Inteligencia artificial: entre la amenaza y la esperanza
OPINIÓN
Hace apenas un par de semanas, el planeta entero asistió con interés a una lucha de poder en la cúpula de la empresa OpenAI, la creadora del famoso ChatGPT. En esa trifulca entre grandes magnates de la tecnología, que provocó primero el derrocamiento y después la vuelta al poder de la última estrella de Silicon Valley, Sam Altman, casi pasó desapercibido el objeto de uno de los proyectos que generaron la controversia entre Altman, el consejo de administración y el principal inversor de la compañía, Microsoft. Ese proyecto se llama Q* y constituiría el primer éxito de OpenAI en el camino hacia una inteligencia artificial general. Una información que resulta muy poco tranquilizadora si consideramos que Altman fue cesado, entre otros motivos, por diferencias de opinión acerca de la seguridad de los productos que la empresa ha estado poniendo a disposición del público.
La IA general o fuerte, frente a las específicas o débiles que actualmente están en funcionamiento, es una tecnología capaz de realizar cualquiera de las tareas intelectuales que pueden desarrollar los seres humanos. Ya no se trataría de robots que diagnostican enfermedades, que conducen coches o que se ocupan de ayudar a los clientes a hacer una reclamación, sino de ingenios capaces de emular la actividad multifuncional del cerebro humano. Lo peor del asunto —o lo mejor, depende de cómo se vea— es que cabe esperar que lo hagan todo infinitamente mejor y más rápido que nosotros. Es difícil no echarse a temblar pensando en esa IA general, más potente que cualquier mente humana por varios órdenes de magnitud, en manos de nuestro país, político o empresario internacional menos favorito. Algo que puede suceder no en décadas o generaciones, sino en muy pocos años, a poco que proyectos como Q* tengan éxito. Al mismo tiempo, es fácil darse cuenta de que una tecnología de este tipo, con su inimaginable capacidad de análisis inteligente de la realidad, podría encontrar la solución para esos grandes problemas globales que los humanos somos incapaces de solventar de modo colectivo.

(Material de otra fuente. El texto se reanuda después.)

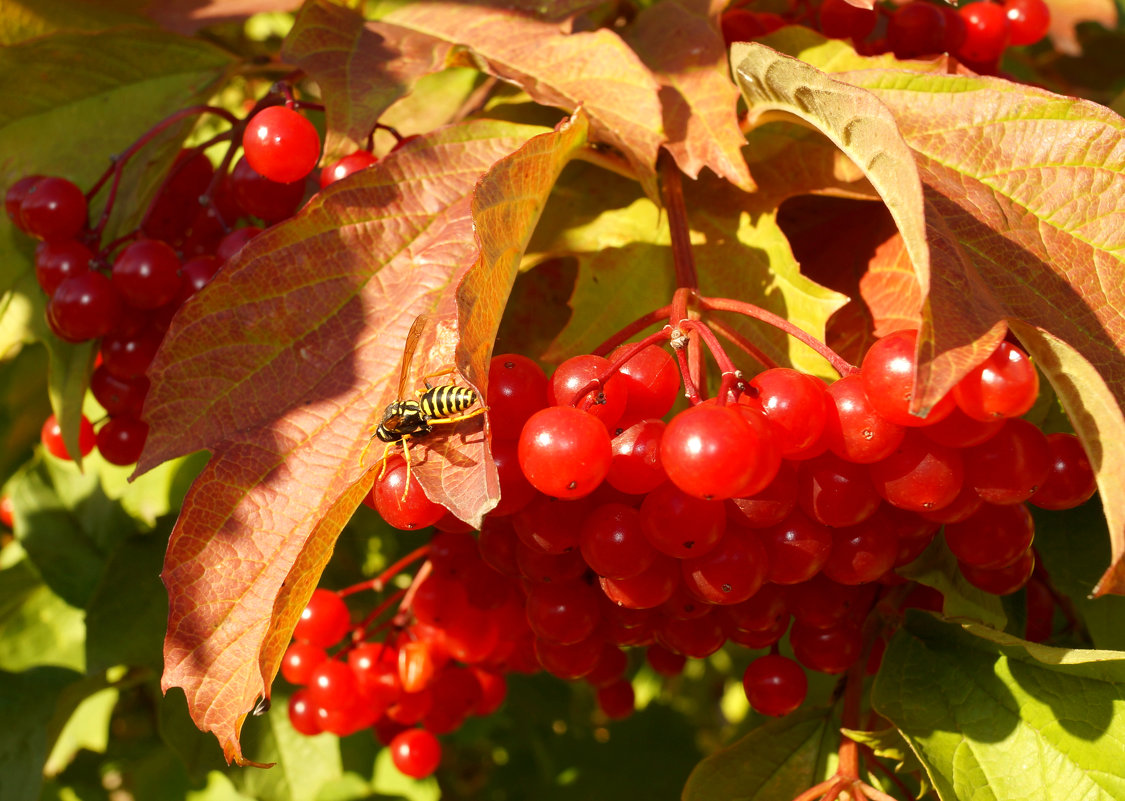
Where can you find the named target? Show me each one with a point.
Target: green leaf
(23, 407)
(556, 66)
(88, 727)
(774, 761)
(622, 242)
(66, 524)
(361, 68)
(38, 627)
(1073, 549)
(936, 567)
(26, 19)
(27, 705)
(300, 765)
(128, 610)
(1036, 721)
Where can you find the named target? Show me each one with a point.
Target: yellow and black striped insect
(405, 420)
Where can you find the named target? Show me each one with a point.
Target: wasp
(405, 420)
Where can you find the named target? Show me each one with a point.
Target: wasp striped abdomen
(446, 401)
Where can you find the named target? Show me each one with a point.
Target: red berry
(916, 29)
(516, 389)
(828, 650)
(1010, 466)
(991, 538)
(122, 439)
(709, 451)
(1005, 385)
(260, 197)
(52, 438)
(56, 261)
(1027, 20)
(680, 524)
(888, 371)
(919, 476)
(53, 209)
(794, 404)
(1070, 480)
(853, 430)
(636, 465)
(731, 572)
(1004, 581)
(15, 196)
(299, 660)
(775, 685)
(352, 162)
(653, 380)
(147, 273)
(798, 548)
(613, 543)
(605, 402)
(324, 621)
(565, 452)
(83, 307)
(986, 33)
(280, 144)
(835, 492)
(402, 506)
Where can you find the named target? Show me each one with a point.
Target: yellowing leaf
(281, 367)
(361, 68)
(593, 69)
(687, 56)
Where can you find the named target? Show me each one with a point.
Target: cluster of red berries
(792, 503)
(977, 33)
(125, 293)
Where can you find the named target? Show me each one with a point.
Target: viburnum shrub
(545, 386)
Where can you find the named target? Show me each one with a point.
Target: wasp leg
(426, 377)
(459, 417)
(406, 456)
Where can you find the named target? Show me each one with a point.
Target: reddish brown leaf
(680, 43)
(188, 16)
(505, 209)
(1025, 209)
(361, 68)
(281, 367)
(592, 69)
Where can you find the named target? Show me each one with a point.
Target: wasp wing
(412, 343)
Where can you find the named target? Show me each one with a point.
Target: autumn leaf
(281, 367)
(593, 69)
(1025, 208)
(361, 68)
(685, 52)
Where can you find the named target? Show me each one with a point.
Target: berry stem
(838, 362)
(360, 630)
(872, 762)
(626, 356)
(673, 194)
(379, 582)
(740, 342)
(606, 161)
(117, 168)
(632, 329)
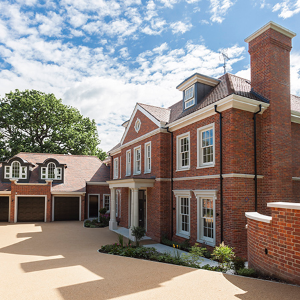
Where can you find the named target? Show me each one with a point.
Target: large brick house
(230, 146)
(52, 187)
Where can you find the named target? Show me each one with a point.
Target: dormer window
(189, 99)
(15, 171)
(51, 172)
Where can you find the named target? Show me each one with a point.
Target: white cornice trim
(162, 179)
(295, 116)
(183, 193)
(231, 101)
(232, 175)
(196, 177)
(96, 183)
(287, 205)
(205, 193)
(237, 175)
(258, 217)
(67, 193)
(274, 26)
(147, 114)
(197, 78)
(5, 193)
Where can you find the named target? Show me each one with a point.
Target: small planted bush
(138, 232)
(247, 272)
(224, 255)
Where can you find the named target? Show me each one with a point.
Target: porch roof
(132, 183)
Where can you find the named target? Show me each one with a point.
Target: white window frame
(147, 167)
(22, 172)
(116, 168)
(128, 163)
(108, 195)
(200, 163)
(178, 156)
(135, 172)
(57, 172)
(189, 102)
(200, 195)
(182, 194)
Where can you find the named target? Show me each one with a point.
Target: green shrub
(103, 211)
(224, 255)
(247, 272)
(238, 263)
(138, 232)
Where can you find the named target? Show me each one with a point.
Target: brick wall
(146, 126)
(274, 248)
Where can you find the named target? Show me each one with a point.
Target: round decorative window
(137, 125)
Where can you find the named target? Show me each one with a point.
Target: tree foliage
(32, 121)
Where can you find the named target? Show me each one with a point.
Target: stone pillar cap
(274, 26)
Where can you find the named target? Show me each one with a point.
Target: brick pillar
(269, 49)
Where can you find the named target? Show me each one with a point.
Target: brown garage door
(4, 207)
(66, 209)
(31, 209)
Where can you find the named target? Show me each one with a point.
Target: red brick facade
(274, 248)
(278, 144)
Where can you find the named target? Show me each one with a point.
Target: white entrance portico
(134, 184)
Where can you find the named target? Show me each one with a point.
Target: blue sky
(104, 56)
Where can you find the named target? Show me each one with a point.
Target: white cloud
(169, 3)
(287, 8)
(180, 27)
(218, 9)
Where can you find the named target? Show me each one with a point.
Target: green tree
(32, 121)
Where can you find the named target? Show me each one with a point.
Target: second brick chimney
(269, 49)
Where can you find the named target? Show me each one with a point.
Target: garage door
(66, 209)
(31, 209)
(4, 208)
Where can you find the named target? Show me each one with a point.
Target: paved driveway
(60, 261)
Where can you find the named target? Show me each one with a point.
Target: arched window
(51, 171)
(15, 169)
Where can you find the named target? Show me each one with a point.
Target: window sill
(179, 170)
(205, 242)
(206, 166)
(186, 236)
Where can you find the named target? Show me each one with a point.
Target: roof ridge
(139, 103)
(60, 154)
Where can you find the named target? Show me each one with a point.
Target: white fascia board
(295, 116)
(96, 183)
(258, 217)
(231, 101)
(287, 205)
(68, 193)
(274, 26)
(142, 110)
(5, 193)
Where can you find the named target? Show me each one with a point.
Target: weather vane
(224, 57)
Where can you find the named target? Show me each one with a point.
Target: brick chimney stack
(269, 49)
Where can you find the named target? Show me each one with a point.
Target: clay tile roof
(295, 103)
(114, 148)
(229, 84)
(79, 169)
(159, 113)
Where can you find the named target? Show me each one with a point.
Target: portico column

Ante semejante panorama, entre distópico y utópico, ¿qué hace el derecho? Pues, por ahora, la verdad, muy poco. Incluso en Europa, pese al acuerdo del viernes pasado, a la famosa ley de IA aún le quedan dos años, como mínimo, para entrar en vigor. Y con más retraso todavía vendrán las futuras directivas sobre responsabilidad por los daños derivados del uso de la IA. La sensación tan habitual de que el derecho va por detrás de los avances tecnológicos es, en este caso, abrumadora. El problema es, naturalmente, que imponer requisitos, condiciones y deberes a las empresas es un coste que ralentiza la innovación y el rápido desarrollo de la tecnología, y nadie quiere perder el paso en la carrera de la inteligencia artificial. Una muestra más de que, hoy por hoy, por desgracia, la humanidad no tiene instrumentos adecuados para responder a retos globales capaces de ponernos en jaque como especie. No deja de ser una paradoja que el próximo de los retos que parecemos incapaces de confrontar sea convertir en segura la tecnología que, quizá, podría conseguirnos esas herramientas.